Yeah, berbekal bakat sok tau, dan beberapa kali nanya ke orang di pinggir jalan, maka setelah melewati jalanan panas, panjang dan rusak, akhirnya aku sampai di kota Purwodadi. Rupanya aku terlalu cepat mengambil arah ke utara dari Sragen tadi, sehingga aku tembus ke daerah timur Purwodadi.

Sampai di Purwodadi aku sudah mengenali medan, dan jam 12 lebih 5 menit aku sudah memasuki jalanan off-road menuju desaku.

Alhamdulillah, aku diberi keselamatan dan perlindungan sepanjang perjalanan mudik ini.

Filed in

9 Comments

PERTAMAAAAAAAAAAx :d

masio ngebut 100kph, awakmu ga bakal iso ngalahno the doctor Jo *ngguyu ngenyek*

waduh, mudik sepedaan, muleh2 iki pasti langsung pijet pantat ;))
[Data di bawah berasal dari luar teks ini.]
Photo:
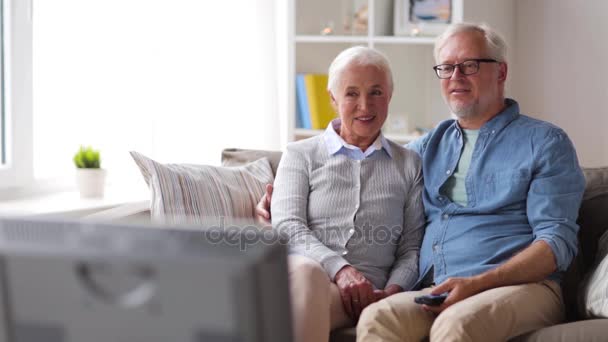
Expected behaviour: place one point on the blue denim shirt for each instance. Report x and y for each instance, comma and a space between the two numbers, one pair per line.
524, 184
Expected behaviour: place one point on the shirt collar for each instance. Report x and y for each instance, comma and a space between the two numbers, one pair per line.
334, 142
500, 120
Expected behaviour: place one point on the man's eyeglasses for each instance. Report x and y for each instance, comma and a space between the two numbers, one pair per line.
468, 67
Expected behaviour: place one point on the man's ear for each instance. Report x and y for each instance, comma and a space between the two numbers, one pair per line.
503, 69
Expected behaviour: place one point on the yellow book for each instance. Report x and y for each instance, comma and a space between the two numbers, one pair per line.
319, 103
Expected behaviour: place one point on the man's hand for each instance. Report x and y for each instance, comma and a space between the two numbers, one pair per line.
262, 209
459, 289
356, 291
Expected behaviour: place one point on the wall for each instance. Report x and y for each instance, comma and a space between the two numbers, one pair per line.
561, 53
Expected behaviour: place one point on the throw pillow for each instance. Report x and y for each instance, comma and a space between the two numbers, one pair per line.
186, 193
595, 287
238, 156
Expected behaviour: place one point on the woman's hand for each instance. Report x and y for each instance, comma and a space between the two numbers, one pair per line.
356, 291
262, 209
388, 291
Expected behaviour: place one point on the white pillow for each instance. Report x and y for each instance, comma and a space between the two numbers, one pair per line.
185, 193
595, 287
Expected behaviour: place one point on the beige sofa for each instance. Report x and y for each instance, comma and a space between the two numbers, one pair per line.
593, 220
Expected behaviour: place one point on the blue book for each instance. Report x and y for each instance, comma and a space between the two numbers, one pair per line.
303, 110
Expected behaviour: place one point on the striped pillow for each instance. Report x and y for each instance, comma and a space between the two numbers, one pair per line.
185, 193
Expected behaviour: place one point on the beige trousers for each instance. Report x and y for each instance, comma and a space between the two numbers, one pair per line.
494, 315
316, 303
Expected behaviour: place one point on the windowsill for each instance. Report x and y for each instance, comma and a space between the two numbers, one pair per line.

halah...skrinsutnya kok cuma Sragen? lah skrinsut perjalanan/pemudiknya mana?? :p

Hati hati aja ;)

biker kok ngga biker

#rita:
Salah Rit, sing bener, mijeti nggae pantat.
*rusuh*

#engkoh:
Gak sempat Koh. Itu aja berhenti sekali di Sragen, buat lihat rute. Selain itu ya jalan terus.

#jauhari:
Injih pak.
Angpao-nipun dereng loh pak.

#aik:
Biker gimana maksudmu?
Apa menurutmu aku kayak anggota GATS yang gak naik Tiger, tapi malah naik sedan?
*kaburr*

Naik seperda motor pada saat menjelang hari raya ataupun saat hari raya benar-benar medeni.

Akeh wong ngawur!!

Aryo: Mangkanya, ikut pelatihan safety riding. Tukar bebekmu dengan Tiger, dan join dengan NeoGATS!

dilihat dari potonya kok sepi ya?? padahal kan suasana mudik??

Aryo: Mungkin jam segitu para pemudik belum nyampe Sragen. Kebanyakan pemudik yang dari arah timur berasal dari Surabaya, yang sudah aku lewati di daerah Caruban dan Ngawi

Terutana karena jalanan yang mirip huruf S, kadang-kadang huruf Z, atau kadang juga mirip angka 8 >>

wah ngawur iki...klo mirip angka 8 kapan nyampe nya ???